Mid-Missouri colleges report record applicants despite poor economy
The costs of higher education has skyrocketed in recent years, and admissions represenatives at mid-Missouri colleges and universities are reporting a record amount of applicants in a bad economy.
KRCG found out just how many more applications college officials are seeing and why that may be.
College admissions representatives say each new academic year brings a small increase in the number of applications they receive. But many never expected an increase like this, especially with the economic downturn.
"We have received more applications this year at the end of January than we received for the entire year last year," says George Wolf, Vice President and Dean of Enrollment Services at Westminster College.
Westminster has received 1,061 applications. That's 397 more than this time last year, about a 60 percent increase.
"Oftentimes the economy actually pushes students to college for re-education or to improve their resume and putting additional education and additional degrees behind what they currently have," says Wolf.
And is seems this trend is the same across mid-Missouri.
At this time, Linn State Technical College has received 827 applications for this fall. That's 130 more than they had in February 2008.
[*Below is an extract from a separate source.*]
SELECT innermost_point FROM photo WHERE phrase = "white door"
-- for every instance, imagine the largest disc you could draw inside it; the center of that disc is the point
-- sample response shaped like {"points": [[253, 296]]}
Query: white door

And the University of Missouri-Columbia is no different. Just over 15,200 freshman applications have been submitted. That's 1,940 more than this time last year.
Officials at the Missouri University of Science and Technology in Rolla tell me they have received 2,429 applications. That's 301 more than February 2008.
State Fair Community College also reports an increase. 524 applications have been received. That's up 150 from this time last year.
I wanted to know why this was the case. And I asked admissions officials what they were hearing from high school counselors and student applicants.
"I think they're starting, maybe more so than a few years ago, starting to look more into the future and what do I need to do to achieve a goal and what institution is going to help me achieve where I'd like to be in six, seven, ten years," says Wolf.
Admissions representatives also tell me many students are realizing the limited number of jobs available now. They say that is pushing some students away from the work force and into higher education.
Admissions officials also tell me students are applying to more colleges to see which option is the most affordable and where they can get the best deal. Free online applications also make the process much easier than in the past.
Financial aid and the ability of the student applicants to afford higher education is now the concern of many of the admissions reps Mallory spoke with. Many say they are pleased to hear a large increase in Pell grants will likely be available under the new economic stimulus package. Pell grants are the government's chief college-aid program for low-income students.